Initially, my wife will probably have to be categorised as an "accompanying spouse" on my work permit application. 

Hopefully my wife will find employment in Cape Town within the first few months of our arrival in the city. I am a British citizen and my wife is a German citizen.

My questions, therefore, are:

(i) Can my wife, as an "accompanying spouse", begin looking for employment as soon we move to Cape Town (or does her status as "accompanying spouse" restrict her in some way from working in SA)?

(ii) Once my wife finds work, can she easily obtain a work permit of her own from South Africa without having to return to Germany (to submit her separate work permit application)?

(iii) Finally, I have secured an academic post and I am unclear as to which permit I ought to apply for, e.g., General Work Permit, Exceptional Skills Work Permit, Quota Permit, etc.? Any advice would be greatly appreciated.

Thank you in advance for your assistance.

Best wishes
Docdan1


----------



## yazz (Nov 21, 2013)

Hello, your wife won't be able to work with an accompanying spouse visa.
She will have to apply for a work permit later.

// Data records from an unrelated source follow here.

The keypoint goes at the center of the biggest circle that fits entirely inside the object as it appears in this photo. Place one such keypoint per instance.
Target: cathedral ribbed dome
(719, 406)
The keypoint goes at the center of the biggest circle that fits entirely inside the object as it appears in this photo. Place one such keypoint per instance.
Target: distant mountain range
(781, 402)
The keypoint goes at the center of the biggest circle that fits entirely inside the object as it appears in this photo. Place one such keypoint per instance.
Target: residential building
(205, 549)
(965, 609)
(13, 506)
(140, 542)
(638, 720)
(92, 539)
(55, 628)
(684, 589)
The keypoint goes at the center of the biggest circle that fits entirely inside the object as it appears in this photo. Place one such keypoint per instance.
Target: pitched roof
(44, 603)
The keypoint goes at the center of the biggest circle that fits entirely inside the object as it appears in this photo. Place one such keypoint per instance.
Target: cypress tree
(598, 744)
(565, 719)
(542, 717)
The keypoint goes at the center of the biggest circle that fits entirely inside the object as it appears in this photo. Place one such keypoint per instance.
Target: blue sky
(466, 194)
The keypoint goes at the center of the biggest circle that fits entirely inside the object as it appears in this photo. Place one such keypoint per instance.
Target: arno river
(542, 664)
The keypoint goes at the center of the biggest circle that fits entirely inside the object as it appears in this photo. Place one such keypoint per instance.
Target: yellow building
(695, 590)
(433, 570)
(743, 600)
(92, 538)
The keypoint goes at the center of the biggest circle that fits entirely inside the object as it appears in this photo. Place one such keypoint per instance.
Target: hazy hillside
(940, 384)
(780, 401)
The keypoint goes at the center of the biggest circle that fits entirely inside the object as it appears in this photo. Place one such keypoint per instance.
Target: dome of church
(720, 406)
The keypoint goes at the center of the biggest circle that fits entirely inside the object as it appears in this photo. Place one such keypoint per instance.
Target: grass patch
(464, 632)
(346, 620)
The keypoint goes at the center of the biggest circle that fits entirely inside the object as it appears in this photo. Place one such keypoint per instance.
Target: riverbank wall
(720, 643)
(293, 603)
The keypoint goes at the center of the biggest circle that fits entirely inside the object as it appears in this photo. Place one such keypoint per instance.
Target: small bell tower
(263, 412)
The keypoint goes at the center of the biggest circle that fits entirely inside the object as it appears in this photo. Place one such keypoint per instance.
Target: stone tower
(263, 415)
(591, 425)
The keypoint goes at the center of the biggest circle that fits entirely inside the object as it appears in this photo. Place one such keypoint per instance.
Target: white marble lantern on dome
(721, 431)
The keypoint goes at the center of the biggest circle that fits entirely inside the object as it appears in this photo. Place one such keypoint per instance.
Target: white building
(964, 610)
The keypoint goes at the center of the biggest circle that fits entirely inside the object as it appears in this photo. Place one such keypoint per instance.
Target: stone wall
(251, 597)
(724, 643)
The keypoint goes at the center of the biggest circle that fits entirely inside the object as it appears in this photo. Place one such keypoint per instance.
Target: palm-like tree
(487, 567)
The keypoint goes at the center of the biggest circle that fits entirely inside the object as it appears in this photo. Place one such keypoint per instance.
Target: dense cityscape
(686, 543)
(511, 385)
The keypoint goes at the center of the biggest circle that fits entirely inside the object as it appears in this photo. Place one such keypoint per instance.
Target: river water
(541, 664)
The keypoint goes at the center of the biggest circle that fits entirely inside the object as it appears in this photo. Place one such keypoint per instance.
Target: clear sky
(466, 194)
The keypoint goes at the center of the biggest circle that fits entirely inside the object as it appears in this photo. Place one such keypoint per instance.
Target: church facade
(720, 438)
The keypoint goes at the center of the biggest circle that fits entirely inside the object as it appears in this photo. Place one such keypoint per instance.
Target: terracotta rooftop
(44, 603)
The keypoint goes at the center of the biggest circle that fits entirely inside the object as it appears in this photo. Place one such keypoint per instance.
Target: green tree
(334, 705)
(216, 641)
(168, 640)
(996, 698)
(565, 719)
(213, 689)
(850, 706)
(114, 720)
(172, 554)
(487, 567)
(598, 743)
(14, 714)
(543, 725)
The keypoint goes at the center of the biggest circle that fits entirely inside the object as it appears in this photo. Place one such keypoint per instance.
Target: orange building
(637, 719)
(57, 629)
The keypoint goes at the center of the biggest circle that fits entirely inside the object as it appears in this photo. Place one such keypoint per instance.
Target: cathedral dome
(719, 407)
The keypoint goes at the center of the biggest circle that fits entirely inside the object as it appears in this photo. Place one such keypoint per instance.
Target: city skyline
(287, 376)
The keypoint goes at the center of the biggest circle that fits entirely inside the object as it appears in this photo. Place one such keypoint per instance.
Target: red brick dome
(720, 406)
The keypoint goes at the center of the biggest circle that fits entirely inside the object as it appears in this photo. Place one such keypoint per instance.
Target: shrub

If she gets a job offer she will be able to apply for a general work permit but then she will have to stay with that company as the permit is linked to it and this will replace the accompanying spouse visa.
Regarding the other type of permits i'm not totally clear on the conditions, it mostly depends on your qualifications and expertise and this has to be validated by the South African service SAQA

The general work permit takes something like 3 month if everything goes well

Hope this helps


----------